His thesis now is that the American government has been keeping their head in the sand on this one. They do not want there to be a Kurd problem, so are willing to accept the sweet nothings that Kurdish leaders feed them. Yet the old head of the Kurdish mountaineers, Massoud Barzani, said in an election day interview that “I am certain that there will be an independent Kurdistan and I hope to see it in my lifetime.” It is most reporters on the ground that the Kurdish people as a whole have no use for Iraq. Much of their area does not even fly the Iraq flag. It only adds fuel to the fire that the worst mistake in Sunday’s election appears to have been the failure to deliver about 200,000 ballots to prospective Kurdish voters in the north.
Galbraith curiously seems unwilling to draw the final conclusion from his analysis. He wants the United States to insist on a constitution that gives the Kurds great autonomy within an Iraqi state. This is just what he knows has not worked in these situations. Now the world faces even the splitting off of Montenegro from Serbia, one of the two last acts in the miniaturization of Serbia.

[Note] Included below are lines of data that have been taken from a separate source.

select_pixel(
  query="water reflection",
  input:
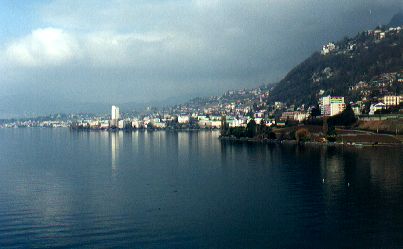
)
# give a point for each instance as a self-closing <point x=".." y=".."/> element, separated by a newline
<point x="115" y="139"/>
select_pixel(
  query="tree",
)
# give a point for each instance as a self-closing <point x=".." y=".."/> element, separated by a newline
<point x="315" y="111"/>
<point x="302" y="135"/>
<point x="251" y="128"/>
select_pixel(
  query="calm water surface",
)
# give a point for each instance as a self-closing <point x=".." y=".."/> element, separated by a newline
<point x="64" y="189"/>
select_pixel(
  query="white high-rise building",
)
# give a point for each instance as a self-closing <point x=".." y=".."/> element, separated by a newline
<point x="115" y="116"/>
<point x="331" y="105"/>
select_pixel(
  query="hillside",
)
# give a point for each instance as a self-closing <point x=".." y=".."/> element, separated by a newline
<point x="340" y="66"/>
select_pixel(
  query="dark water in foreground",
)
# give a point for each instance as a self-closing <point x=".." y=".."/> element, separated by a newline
<point x="62" y="189"/>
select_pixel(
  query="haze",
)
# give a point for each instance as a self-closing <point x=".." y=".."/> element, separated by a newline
<point x="71" y="56"/>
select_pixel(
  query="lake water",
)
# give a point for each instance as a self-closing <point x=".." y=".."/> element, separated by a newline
<point x="68" y="189"/>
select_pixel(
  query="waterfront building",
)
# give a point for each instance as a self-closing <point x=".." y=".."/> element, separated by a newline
<point x="331" y="105"/>
<point x="115" y="116"/>
<point x="376" y="107"/>
<point x="392" y="100"/>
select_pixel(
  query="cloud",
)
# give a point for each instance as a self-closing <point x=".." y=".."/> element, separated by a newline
<point x="43" y="47"/>
<point x="149" y="49"/>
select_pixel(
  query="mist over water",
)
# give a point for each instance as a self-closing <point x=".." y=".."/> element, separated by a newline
<point x="66" y="189"/>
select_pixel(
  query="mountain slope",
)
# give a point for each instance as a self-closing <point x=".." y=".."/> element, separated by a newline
<point x="397" y="20"/>
<point x="357" y="59"/>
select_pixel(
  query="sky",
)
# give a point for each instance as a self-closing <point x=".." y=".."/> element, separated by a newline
<point x="68" y="55"/>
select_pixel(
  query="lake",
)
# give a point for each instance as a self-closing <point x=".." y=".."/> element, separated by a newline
<point x="72" y="189"/>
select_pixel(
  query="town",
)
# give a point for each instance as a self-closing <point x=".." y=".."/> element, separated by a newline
<point x="377" y="98"/>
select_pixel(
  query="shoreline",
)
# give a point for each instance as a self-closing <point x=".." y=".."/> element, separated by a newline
<point x="309" y="143"/>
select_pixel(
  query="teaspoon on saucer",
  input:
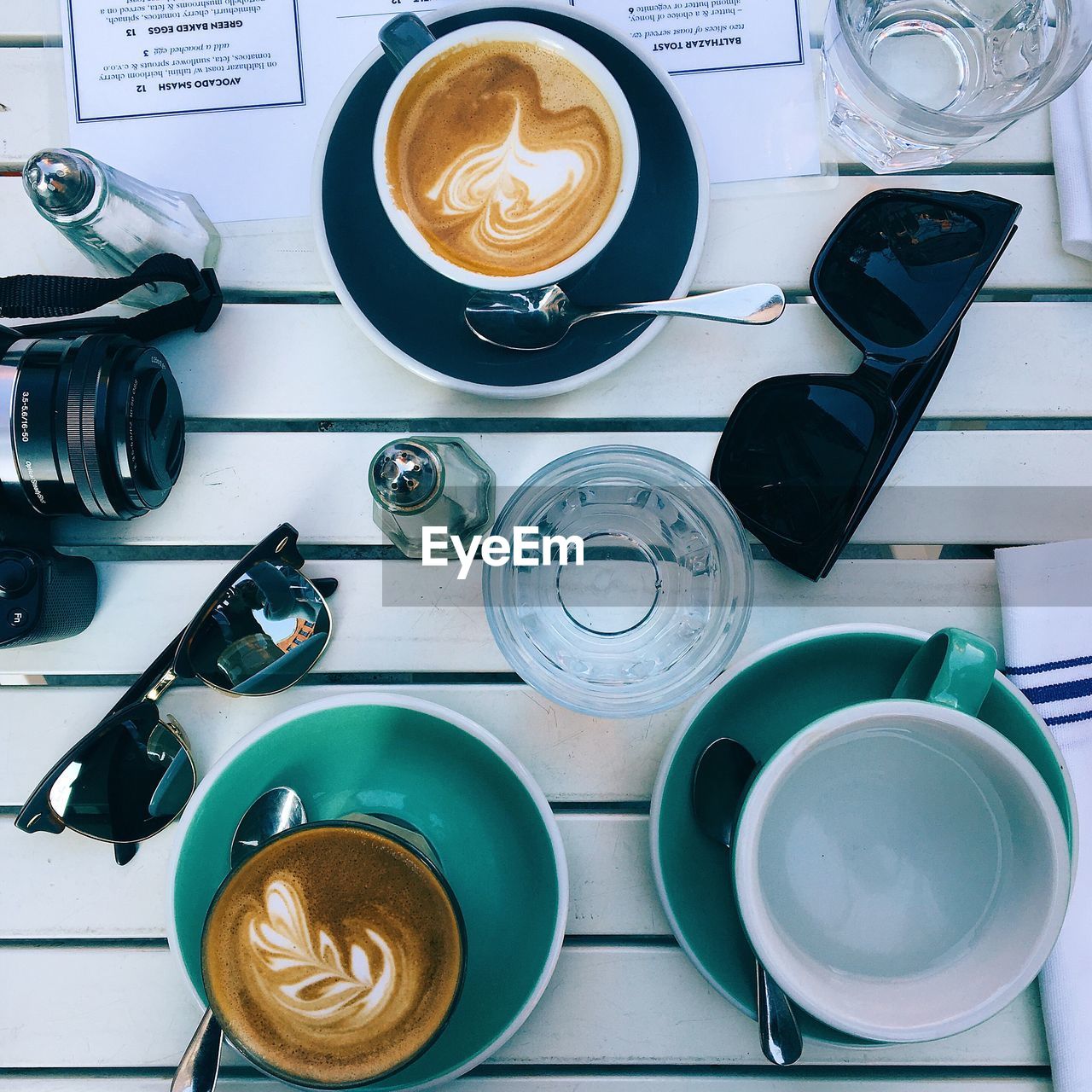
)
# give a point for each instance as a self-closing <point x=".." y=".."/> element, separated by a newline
<point x="720" y="778"/>
<point x="274" y="811"/>
<point x="538" y="318"/>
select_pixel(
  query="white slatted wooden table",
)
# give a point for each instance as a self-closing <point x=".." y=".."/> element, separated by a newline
<point x="288" y="400"/>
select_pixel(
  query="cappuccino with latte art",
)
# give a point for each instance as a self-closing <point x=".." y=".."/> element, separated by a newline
<point x="508" y="154"/>
<point x="334" y="956"/>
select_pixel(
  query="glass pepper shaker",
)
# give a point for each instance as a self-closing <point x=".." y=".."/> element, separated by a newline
<point x="116" y="219"/>
<point x="435" y="482"/>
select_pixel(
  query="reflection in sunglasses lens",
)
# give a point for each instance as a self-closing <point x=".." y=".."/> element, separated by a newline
<point x="129" y="782"/>
<point x="264" y="632"/>
<point x="896" y="269"/>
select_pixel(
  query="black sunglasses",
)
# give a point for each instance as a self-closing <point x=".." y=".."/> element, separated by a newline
<point x="259" y="632"/>
<point x="803" y="456"/>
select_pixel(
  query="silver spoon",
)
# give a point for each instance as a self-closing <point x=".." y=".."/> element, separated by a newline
<point x="720" y="778"/>
<point x="273" y="811"/>
<point x="538" y="318"/>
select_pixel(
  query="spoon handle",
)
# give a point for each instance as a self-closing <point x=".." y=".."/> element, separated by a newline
<point x="200" y="1065"/>
<point x="781" y="1034"/>
<point x="752" y="304"/>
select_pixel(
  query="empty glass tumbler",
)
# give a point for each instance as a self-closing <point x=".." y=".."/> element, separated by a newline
<point x="913" y="84"/>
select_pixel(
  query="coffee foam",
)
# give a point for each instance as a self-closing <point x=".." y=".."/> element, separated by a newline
<point x="332" y="956"/>
<point x="505" y="155"/>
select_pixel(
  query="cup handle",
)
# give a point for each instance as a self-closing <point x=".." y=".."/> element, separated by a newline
<point x="954" y="669"/>
<point x="403" y="38"/>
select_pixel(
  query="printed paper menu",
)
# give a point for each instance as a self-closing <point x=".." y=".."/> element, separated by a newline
<point x="226" y="98"/>
<point x="137" y="58"/>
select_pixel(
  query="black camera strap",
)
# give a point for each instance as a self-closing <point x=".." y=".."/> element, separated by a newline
<point x="34" y="296"/>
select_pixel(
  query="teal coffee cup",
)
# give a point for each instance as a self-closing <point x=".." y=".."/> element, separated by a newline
<point x="901" y="868"/>
<point x="334" y="956"/>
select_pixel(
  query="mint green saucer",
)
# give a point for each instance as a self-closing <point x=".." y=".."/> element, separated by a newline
<point x="761" y="702"/>
<point x="492" y="830"/>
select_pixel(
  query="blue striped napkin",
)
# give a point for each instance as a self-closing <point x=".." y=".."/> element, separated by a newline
<point x="1046" y="615"/>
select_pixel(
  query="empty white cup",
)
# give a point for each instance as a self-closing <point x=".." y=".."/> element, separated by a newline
<point x="902" y="870"/>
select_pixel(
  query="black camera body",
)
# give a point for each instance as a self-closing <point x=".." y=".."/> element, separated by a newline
<point x="44" y="595"/>
<point x="96" y="427"/>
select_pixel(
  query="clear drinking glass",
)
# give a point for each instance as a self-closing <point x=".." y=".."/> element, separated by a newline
<point x="913" y="84"/>
<point x="659" y="603"/>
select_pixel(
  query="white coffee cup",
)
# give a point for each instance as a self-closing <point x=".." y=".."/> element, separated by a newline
<point x="412" y="47"/>
<point x="901" y="870"/>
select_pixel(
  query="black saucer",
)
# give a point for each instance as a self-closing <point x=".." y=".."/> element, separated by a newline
<point x="416" y="316"/>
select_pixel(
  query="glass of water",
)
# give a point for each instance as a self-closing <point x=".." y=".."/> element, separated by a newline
<point x="913" y="84"/>
<point x="648" y="608"/>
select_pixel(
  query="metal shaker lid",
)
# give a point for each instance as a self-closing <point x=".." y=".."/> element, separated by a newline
<point x="61" y="182"/>
<point x="405" y="476"/>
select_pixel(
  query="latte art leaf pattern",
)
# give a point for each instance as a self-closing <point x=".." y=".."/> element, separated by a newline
<point x="514" y="191"/>
<point x="307" y="974"/>
<point x="505" y="156"/>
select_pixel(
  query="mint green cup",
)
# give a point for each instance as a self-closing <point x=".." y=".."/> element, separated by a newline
<point x="441" y="775"/>
<point x="764" y="701"/>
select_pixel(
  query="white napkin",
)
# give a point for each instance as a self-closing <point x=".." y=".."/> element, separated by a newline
<point x="1072" y="133"/>
<point x="1046" y="614"/>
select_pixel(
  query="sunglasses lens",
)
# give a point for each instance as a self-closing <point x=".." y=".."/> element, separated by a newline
<point x="264" y="632"/>
<point x="129" y="782"/>
<point x="794" y="455"/>
<point x="896" y="268"/>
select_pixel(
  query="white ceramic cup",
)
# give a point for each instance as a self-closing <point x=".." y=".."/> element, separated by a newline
<point x="901" y="869"/>
<point x="509" y="31"/>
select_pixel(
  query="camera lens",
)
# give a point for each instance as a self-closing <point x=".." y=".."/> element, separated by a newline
<point x="97" y="426"/>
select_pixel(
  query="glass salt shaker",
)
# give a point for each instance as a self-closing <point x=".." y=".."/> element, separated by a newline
<point x="118" y="221"/>
<point x="435" y="482"/>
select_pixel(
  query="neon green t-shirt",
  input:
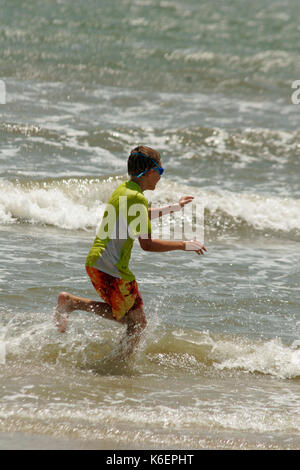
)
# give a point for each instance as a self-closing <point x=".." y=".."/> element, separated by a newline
<point x="125" y="218"/>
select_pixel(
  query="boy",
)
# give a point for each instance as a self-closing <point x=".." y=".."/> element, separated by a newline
<point x="108" y="259"/>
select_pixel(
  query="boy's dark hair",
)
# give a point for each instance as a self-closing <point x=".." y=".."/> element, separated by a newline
<point x="138" y="161"/>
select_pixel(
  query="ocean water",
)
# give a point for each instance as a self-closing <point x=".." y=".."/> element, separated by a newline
<point x="209" y="85"/>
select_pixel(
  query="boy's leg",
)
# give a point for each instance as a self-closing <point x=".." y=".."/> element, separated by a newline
<point x="67" y="303"/>
<point x="136" y="323"/>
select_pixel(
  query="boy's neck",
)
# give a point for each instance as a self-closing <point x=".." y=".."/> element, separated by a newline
<point x="139" y="182"/>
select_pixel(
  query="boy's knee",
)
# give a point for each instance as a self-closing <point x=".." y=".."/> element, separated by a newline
<point x="137" y="319"/>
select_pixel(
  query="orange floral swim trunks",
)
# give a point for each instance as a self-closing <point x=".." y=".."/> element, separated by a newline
<point x="121" y="295"/>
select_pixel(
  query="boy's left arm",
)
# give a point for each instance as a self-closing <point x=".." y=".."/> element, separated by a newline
<point x="160" y="211"/>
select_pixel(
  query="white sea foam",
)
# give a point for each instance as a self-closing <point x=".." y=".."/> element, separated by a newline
<point x="75" y="204"/>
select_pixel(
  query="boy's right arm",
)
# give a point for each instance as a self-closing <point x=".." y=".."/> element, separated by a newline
<point x="153" y="244"/>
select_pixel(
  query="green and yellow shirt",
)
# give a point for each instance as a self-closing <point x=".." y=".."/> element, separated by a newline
<point x="125" y="218"/>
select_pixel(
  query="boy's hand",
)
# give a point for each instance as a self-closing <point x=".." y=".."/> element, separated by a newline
<point x="194" y="245"/>
<point x="185" y="200"/>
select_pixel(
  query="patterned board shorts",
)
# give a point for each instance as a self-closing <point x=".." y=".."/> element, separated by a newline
<point x="121" y="295"/>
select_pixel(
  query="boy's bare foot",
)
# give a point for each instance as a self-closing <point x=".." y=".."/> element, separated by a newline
<point x="63" y="310"/>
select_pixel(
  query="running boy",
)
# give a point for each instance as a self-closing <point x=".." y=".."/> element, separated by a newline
<point x="108" y="259"/>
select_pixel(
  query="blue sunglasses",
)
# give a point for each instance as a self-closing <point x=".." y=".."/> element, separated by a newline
<point x="159" y="169"/>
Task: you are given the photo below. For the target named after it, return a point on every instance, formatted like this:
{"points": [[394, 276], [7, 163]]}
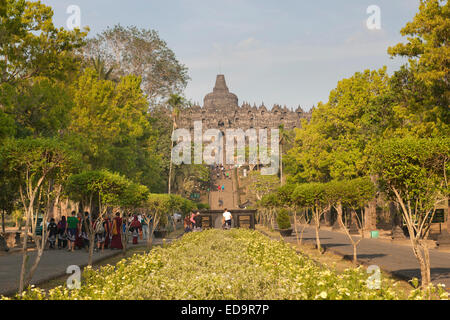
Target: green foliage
{"points": [[111, 189], [283, 219], [260, 269], [31, 161], [145, 55], [414, 170], [262, 184], [331, 146], [110, 128], [422, 88], [310, 195]]}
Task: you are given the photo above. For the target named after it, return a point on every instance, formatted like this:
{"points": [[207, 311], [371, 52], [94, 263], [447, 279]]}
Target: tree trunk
{"points": [[170, 164], [24, 254], [3, 222], [295, 225], [318, 239]]}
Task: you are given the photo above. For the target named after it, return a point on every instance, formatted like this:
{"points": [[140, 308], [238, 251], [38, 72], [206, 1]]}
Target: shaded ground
{"points": [[54, 264], [396, 259]]}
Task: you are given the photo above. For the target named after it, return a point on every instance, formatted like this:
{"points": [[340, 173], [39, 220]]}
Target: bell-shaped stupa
{"points": [[221, 99]]}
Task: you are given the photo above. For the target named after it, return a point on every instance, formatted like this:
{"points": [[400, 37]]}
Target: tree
{"points": [[312, 196], [413, 172], [353, 194], [332, 145], [262, 184], [422, 88], [103, 189], [175, 102], [40, 166], [129, 50], [160, 205], [111, 129]]}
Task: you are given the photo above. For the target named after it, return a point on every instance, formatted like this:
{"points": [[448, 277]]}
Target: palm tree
{"points": [[175, 103]]}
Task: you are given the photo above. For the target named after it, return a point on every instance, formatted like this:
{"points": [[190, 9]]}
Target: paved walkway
{"points": [[53, 264], [393, 258]]}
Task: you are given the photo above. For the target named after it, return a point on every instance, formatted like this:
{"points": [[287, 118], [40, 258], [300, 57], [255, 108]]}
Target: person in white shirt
{"points": [[227, 218]]}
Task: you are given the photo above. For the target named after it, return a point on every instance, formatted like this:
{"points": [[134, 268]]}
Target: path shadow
{"points": [[333, 245], [306, 239], [437, 274], [370, 256]]}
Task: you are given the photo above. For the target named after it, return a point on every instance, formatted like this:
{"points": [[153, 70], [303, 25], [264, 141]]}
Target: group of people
{"points": [[220, 170], [193, 222], [74, 232]]}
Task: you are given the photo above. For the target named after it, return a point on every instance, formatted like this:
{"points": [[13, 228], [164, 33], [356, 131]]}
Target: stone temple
{"points": [[221, 111]]}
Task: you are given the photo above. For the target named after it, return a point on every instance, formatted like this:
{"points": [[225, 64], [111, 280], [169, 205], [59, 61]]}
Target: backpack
{"points": [[99, 228]]}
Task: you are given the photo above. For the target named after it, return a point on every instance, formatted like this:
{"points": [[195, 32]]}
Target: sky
{"points": [[287, 52]]}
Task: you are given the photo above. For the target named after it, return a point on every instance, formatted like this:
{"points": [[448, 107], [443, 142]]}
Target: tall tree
{"points": [[141, 52], [414, 173], [175, 103], [422, 88], [40, 166]]}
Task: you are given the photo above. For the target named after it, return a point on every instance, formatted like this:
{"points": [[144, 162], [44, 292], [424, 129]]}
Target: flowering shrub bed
{"points": [[215, 265]]}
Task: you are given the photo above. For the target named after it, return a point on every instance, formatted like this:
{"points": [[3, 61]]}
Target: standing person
{"points": [[116, 231], [108, 235], [144, 227], [100, 234], [135, 226], [85, 226], [79, 243], [198, 221], [72, 230], [187, 224], [227, 218], [192, 220], [52, 229], [62, 235]]}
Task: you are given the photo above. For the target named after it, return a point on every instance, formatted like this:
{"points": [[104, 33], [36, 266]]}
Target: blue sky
{"points": [[289, 52]]}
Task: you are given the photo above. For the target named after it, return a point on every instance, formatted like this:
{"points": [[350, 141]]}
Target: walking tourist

It seems to me that while we struggle with different federal solutions, we should be making a parallel effort to convince all the states in the region that an independent, democratic Kurdistan is better than a festering sore like Northern Ireland, the Tamil resistance in Sri Lanka, or the Basque provinces of Spain. It should also be pointed out that it will reduce the relative size of Iraq by 20% and reduce the size of their economy (presuming the Kurds get all or part of the Kirkuk fields). It will also mean that secularism will dominate politics in an area adjacent to Turkey, which will serve one of the main needs of the Turkish military that fears more than the Kurds the growing militancy of Islam in the region.
At a minimum, we should be sure that we never end up training or even leading troops that are dispatched by Baghdad to put down a Kurdish resistance. We should also abandon the idea of establishing a permanent Middle Eastern military base in Kurdistan, a dream floated back at the beginning of this adventure. In extremis, we could and should provide an aerial cover for Kurdistan, much as we did in the Saddam days, if at some future point this becomes necessary.